Através da organização racional da sociedade, da produção de uma engenharia social, o Estado moderno é o soberano, centralizador e burocrático, e o Direito passa a instrumentalizar tecnicamente o controle das relações sociais, tudo passando a ter um caráter normativo. Sendo assim, justifica-se a violência através da aplicação legal da norma jurídica e simultaneamente por sua legitimação através das instituições burocráticas do Estado[3].
Nesse cenário, o Direito foi sendo limitado à condição de mero organizador e aplicador de normas, distanciando-se das ações legítimas relacionadas com a justiça e seu caráter genuíno de Direito[4]. Como consequência, o Poder Judiciário hoje enfrenta uma crise em sua efetiva prestação jurisdicional.
O acesso à justiça tem se tornado arcaico em relação a sociedade contemporânea, o sistema jurídico não consegue acompanhar o desenvolvimento da sociedade, deixando lacunas na resolução de litígios bem como não satisfazendo os auspícios de uma prestação jurisdicional adequada e satisfatória[5].
Luis Alberto Warat escreve que no atual universo complexo do Direito vive-se um momento de impasses e retrocessos muito particular. Todos os avanços da desconstrução ideológica e de compreensão das funções ilusórias do Direito parecem estar sendo esquecidas pelas novas formas de reflexão da atualidade[6]. O autor afirma que vários ressurgimentos podem ser enumerados:
“[…] um novo dogmatismo jurídico, um neoconstitucionalismo que ameaça invadir todos os ramos do Direito, que ameaça constitucionalizar todos os campos do Direito, uma teoria da argumentação, despreocupada por revelar os mecanismos persuasivos da fundamentação jurídica e o caráter da verossimilitude retórica das verdades processuais passa a se ocupar como Alexy das formas de garantir uma objetividade racional para a fundamentação argumentativa do Direito[7].”.
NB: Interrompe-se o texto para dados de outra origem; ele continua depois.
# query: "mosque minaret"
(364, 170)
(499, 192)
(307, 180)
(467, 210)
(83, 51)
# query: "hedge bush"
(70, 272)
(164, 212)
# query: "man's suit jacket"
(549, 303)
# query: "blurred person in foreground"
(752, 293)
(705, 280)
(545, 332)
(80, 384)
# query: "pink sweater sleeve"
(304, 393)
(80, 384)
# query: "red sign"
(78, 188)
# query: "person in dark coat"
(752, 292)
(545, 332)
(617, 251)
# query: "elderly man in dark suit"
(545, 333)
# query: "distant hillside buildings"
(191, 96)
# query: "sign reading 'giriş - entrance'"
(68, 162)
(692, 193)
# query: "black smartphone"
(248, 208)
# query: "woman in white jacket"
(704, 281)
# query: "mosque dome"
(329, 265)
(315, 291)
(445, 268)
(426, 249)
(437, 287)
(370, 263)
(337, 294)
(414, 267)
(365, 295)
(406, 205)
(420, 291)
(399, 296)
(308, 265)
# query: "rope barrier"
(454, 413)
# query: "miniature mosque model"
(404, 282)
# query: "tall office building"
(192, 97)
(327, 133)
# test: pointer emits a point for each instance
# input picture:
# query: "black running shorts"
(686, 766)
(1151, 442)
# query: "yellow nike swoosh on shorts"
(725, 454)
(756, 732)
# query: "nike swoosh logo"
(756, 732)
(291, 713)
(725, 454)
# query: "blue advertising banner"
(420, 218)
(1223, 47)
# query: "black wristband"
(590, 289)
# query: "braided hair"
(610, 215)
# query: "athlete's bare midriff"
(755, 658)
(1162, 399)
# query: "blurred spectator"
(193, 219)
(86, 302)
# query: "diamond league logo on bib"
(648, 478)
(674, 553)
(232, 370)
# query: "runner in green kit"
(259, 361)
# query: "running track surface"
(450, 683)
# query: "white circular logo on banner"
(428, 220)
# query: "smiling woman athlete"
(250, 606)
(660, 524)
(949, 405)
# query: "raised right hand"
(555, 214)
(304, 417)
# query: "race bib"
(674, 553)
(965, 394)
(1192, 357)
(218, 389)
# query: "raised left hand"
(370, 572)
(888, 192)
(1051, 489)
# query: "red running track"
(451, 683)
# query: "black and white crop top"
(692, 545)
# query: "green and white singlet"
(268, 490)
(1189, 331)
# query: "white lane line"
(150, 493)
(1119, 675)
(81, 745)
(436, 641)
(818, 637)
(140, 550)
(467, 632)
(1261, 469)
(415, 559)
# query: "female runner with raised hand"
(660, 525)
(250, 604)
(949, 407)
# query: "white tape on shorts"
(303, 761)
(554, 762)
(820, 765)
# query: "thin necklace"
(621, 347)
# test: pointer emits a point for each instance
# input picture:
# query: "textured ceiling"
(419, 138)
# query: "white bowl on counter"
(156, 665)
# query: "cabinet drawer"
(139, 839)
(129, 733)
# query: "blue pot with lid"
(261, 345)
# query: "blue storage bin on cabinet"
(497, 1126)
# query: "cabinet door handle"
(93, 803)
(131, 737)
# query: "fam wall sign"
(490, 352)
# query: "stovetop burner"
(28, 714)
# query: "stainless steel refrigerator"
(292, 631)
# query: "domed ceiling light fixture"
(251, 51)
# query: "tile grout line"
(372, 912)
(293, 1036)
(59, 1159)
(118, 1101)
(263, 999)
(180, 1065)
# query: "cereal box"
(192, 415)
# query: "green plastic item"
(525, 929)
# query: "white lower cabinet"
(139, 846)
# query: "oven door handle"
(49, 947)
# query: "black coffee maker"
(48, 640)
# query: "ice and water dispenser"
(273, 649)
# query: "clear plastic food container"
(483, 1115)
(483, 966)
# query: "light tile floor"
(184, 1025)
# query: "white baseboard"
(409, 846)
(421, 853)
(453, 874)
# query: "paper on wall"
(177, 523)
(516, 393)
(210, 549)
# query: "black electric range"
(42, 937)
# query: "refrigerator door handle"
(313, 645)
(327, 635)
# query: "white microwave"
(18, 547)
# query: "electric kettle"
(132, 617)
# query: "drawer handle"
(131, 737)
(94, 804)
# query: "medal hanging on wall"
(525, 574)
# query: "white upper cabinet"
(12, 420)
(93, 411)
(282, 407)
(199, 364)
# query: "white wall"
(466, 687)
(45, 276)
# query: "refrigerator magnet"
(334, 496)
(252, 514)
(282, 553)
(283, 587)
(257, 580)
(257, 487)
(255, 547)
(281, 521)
Um dos grandes problemas que aflige o Poder Judiciário é a morosidade. Um processo eficiente que garante a efetividade do acesso à justiça só é passível por meio de uma solução de conflitos célere. Conforme diz o ditado popular “uma justiça tardia é uma injustiça”.
Entre as diversas causas da morosidade da justiça destacam-se o incremento das demandas; a precária estrutura do Poder Judiciário; o sistema legislativo processual brasileiro que consiste em um emaranhado de normas; o próprio poder público que possui agentes públicos que constantemente descumprem as normas, enorme número de execuções fiscais, além da enorme dificuldade do Legislativo de votar as reformas processuais[8]; o alto custo da prestação jurisdicional, o desconhecimento de seus direitos pelos cidadãos[9], dentre outros.
A excessiva quantidade de processos em trâmite no judiciário deriva de uma cultura judiciarista, uma cultura que resiste aos meios alternativos de solução de conflitos e assim fomenta a formação de processos judiciais. O Poder Judiciário não tem meios naturais, materiais e humanos para gerenciar toda essa enorme quantidade de ações judiciais[10].
A superabundância de produção legislativa dificulta o conhecimento das normas pela população em geral, se tornando um obstáculo à própria fiscalização quanto ao cumprimento delas, dando origem a um ordenamento de baixa efetividade e credibilidade social[11].
O poder público também é responsável pelo enorme número de processos por vários motivos. Um deles é o descumprimento de dispositivos constitucionais e legais pelos próprios agentes públicos que faz com que o particular recorra ao Judiciário para ver respeitados seus direitos[12].
O Legislativo também é um problema, pois muitas vezes se reconhecem as necessidades de mudança no sistema processual que tornariam o mesmo mais eficiente, porém os projetos de lei que propõem essas mudanças ficam travados nas votações das casas legislativas[13].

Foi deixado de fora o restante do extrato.